Gadi was also a high-profile commentator on current events in Israel, where his vast goodness and common sense made him uniquely qualified to be a straightforward voice of basic morality. His last few posts on Facebook are a testament to this. Upon hearing that the 37th government sabotaged the ability to monitor domestic abusers with electronic cuffs, he said, “this is a clear sign of a country in serious moral crisis; we might be able to save the legal system, but who will save a woman who will be murdered? Shame on you.” His analysis of the convoluted events of the last few weeks was always crystal-clear, spot-on, and prescient. This article (for the Hebrew readers among you) is an example of his ability to convey complicated ideas in ways that everyone can understand and relate to, legally and morally (“the chances of a written constitution in Israel are just like the chances of me being a world champion in running.”) And in this article he warned all of us of the brewing civil war. In one of his last interviews, he articulated his vision for Israel’s constitutional future:
I want a bill that enshrines human rights that, to this day, are only supported by the High Court of Justice–the same “dictatorial” High Court that is now being challenged–which will include freedom of speech, freedom of travel, freedom of religion and freedom from religion. It’s great to be Ultra-Orthodox, but it’s also great to be secular, and every person must have the freedom to live according to their views. At the end, we must improve the existing Basic Laws, to enshrine human and civil rights with an emphasis on minority rights.

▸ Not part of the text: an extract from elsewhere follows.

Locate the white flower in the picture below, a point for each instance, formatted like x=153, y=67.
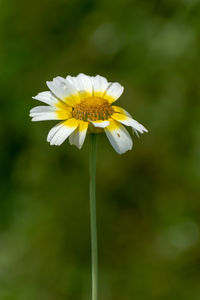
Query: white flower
x=85, y=103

I’ve now seen lots of testaments and obituaries online, and interestingly very few of them focus on Gadi’s own scholarship, which was vast and impressive; rather, people are commenting on how Gadi supported and encouraged their own work. Because that’s exactly who he was: devoid of any ego, incapable of pettiness, he was universally generous to all. Always with a kind word to everyone–fancy people in the field as well as undergrads and grad students–and always expressing deep curiosity and interest, a desire to learn, and a sense of partnership and enthusiasm about other people’s work. Always a champion of his friends and colleagues, Gadi was constantly one of my recommenders for any job, award, or grant I went for, and always effusive in his advice and praise. He also chaired the panel that celebrated my first book, Cheap on Crime, and had such wise remarks about it. I think we all felt that Gadi was an expert in our field because he was so knowledgeable in all fields.
Gadi had known for a while that his cardiac condition spelled trouble, and had made lifestyle changes in terms of exercise and diet; but he continued to work himself ragged and worry desperately, from the depths of his big heart, about the future of the country he loved so much and fretted so much about. I really do think that this government broke his heart. It is precisely in these dark times that we need courageous voices of common sense and a strong moral compass to remind us that there is an objective good and that we need to care about everyone, not just let the majority trample human rights. With Gadi’s voice muted and his great light dimmed, I worry more for us all. What is remembered, lives.